THE DISCOVERY O IDIOTA CINÉFILO

RESENHA – THE DISCOVERY

A Netflix faz series ótimas, mas sempre dá uma escorregada nos filmes. Muitos deles são bem fracos, mas ao mesmo tempo, é interessante que a Netflix dê espaço para produções que não passariam no cinema. Isso é ótimo e pode nos surpreender, como é o caso do novo filme: The Discovery.

The Discovery é uma espécie de ficção científica com boas pitadas de drama. Uma combinação que funciona muito bem, já que ele não trata algo muito absurdo: é uma pessoa que acha que descobriu uma forma de provar a existência da vida após a morte e isso acaba causando uma série de suicídios ao redor do mundo, já que muitos estão infelizes e criam a esperança de ter um novo começo.
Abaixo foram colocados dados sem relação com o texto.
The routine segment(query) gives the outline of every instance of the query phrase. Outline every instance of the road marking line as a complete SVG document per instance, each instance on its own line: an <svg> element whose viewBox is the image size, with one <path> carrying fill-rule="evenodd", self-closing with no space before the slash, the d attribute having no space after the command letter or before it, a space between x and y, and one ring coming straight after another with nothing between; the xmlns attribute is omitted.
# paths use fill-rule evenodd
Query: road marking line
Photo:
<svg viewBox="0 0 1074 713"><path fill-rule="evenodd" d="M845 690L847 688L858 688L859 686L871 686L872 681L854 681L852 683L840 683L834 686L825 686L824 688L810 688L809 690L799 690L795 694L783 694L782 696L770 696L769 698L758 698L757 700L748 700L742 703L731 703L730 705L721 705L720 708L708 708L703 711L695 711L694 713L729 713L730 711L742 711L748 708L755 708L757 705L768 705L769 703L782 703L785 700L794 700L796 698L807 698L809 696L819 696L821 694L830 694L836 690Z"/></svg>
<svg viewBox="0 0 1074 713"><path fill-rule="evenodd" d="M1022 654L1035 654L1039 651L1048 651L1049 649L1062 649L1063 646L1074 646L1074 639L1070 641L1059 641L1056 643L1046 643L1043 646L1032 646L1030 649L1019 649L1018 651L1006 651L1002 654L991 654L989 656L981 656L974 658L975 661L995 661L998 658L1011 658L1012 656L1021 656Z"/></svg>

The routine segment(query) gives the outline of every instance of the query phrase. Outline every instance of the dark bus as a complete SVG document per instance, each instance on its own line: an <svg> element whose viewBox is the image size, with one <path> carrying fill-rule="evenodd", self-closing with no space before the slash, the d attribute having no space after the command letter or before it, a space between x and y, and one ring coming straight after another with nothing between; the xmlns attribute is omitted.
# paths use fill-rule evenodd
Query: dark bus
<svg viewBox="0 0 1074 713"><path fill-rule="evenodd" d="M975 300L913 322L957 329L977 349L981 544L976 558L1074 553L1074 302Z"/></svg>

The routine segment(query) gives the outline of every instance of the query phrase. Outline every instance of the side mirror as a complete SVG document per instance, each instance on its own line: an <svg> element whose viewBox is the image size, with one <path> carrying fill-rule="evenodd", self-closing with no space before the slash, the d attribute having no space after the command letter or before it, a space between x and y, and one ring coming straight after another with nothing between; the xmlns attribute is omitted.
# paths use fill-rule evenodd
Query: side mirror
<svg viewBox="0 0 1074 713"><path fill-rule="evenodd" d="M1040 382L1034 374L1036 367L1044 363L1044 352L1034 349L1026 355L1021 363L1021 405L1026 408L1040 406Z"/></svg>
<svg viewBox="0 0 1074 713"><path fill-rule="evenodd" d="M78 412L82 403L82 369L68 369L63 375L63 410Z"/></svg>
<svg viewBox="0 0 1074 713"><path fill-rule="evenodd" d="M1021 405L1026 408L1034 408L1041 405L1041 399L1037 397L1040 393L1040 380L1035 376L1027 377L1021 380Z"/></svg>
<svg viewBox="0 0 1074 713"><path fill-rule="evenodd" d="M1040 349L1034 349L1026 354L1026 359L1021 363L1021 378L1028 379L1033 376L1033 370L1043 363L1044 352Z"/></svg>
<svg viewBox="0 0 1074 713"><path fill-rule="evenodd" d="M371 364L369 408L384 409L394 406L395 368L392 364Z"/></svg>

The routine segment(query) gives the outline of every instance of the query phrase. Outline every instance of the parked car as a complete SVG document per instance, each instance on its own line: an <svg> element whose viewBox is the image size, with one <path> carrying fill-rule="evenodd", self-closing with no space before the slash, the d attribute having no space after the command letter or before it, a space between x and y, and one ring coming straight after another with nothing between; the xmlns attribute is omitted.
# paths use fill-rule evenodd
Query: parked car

Com isso, a trama vai se desenvolvendo junto com o seu público. Ele não entrega nada de cara e usa Will, interpretado por Jason Segel (eterno Marshall de How I Met Your Mother) para ser os nossos olhos. Assim como nós, ele sabe de quase nada. Já Isla (Rooney Mara) surge na história para ir contra toda a ideologia de Will. Muitas vezes ela é a favor do suicídio e isso traz um balanço positivo, para que tudo não fique certo demais na história.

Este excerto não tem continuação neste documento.